Imagine you want to start a cupcake shop, but you only have $1,000 to get it off the ground. You could sell stock to friends and family members for that amount, giving them a stake in the business and a chance to participate in any profits. You’d then have a lot more funds to invest in other aspects of the business, like purchasing flour, icing and cupcake tins.
If you’re a shareholder in a company, you aren’t entitled to a parking spot in the lot or rubbing elbows with the corporate bigwigs. What you do receive are dividends and a potential increase in the price of your shares (capital appreciation). Those two factors are the only way you can make money from stocks.
To purchase stocks, you need to open an investment account with a financial institution. You can do this through a bank, a full service broker, mutual fund company or some insurance companies. Once you have an account, you can then determine which shares to buy and how much you’re willing to invest.
A stock’s price fluctuates up and down, depending on supply and demand. If there are more people willing to sell their shares than there are buyers, the stock’s price will decrease. Similarly, if there are more investors buying the stock than selling it, the stock’s price will increase.
You can also find out how a stock has performed in the past by looking at its historical returns.

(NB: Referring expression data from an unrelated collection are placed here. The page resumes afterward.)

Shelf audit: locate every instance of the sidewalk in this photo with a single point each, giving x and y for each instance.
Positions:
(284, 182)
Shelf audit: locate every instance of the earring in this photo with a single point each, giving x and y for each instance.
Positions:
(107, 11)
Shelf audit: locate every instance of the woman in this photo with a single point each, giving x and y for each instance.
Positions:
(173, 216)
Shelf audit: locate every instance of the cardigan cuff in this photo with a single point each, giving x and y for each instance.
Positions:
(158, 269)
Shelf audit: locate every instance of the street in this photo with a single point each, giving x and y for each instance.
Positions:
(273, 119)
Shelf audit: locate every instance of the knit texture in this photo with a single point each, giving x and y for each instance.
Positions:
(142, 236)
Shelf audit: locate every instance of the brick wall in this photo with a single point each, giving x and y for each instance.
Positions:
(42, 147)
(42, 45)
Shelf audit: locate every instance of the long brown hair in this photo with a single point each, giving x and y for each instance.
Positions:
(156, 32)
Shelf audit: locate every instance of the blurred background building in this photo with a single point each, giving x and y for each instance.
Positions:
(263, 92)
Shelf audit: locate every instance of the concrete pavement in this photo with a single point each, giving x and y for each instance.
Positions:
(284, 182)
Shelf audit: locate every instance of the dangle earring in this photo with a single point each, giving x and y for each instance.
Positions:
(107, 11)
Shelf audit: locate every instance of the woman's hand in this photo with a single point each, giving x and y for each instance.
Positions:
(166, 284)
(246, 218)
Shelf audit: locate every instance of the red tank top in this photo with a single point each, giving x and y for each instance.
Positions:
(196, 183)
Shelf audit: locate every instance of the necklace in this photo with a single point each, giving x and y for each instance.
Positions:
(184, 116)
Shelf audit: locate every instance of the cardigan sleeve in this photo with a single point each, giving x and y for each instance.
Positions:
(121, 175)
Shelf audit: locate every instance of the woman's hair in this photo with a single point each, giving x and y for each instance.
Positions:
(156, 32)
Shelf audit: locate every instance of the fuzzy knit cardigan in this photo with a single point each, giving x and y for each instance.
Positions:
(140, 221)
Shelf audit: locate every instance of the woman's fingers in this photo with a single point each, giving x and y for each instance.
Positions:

However, it’s important to note that every investment has some level of risk and that history may not be indicative of future performance.
There are different kinds of stocks, too, including common, preferred and restricted shares. Each has its own benefits and drawbacks, but all stocks offer growth potential through capital appreciation.
The size of a company is another factor to consider when choosing a stock to invest in. Shares in larger companies are known as large-cap stocks and those in smaller companies are called small-cap stocks. There are even smaller shares, which are known as penny stocks, but these are typically very speculative and not very profitable for shareholders.
While all investments come with some degree of risk, stocks have historically provided higher returns than other asset classes. That doesn’t mean you can’t lose money by investing in stocks, but if you stick with them over the long term, you should be able to earn good returns. Just be sure to weigh your options carefully, especially in terms of how long you’re willing to hold on to the stocks and how much growth you want to see from them.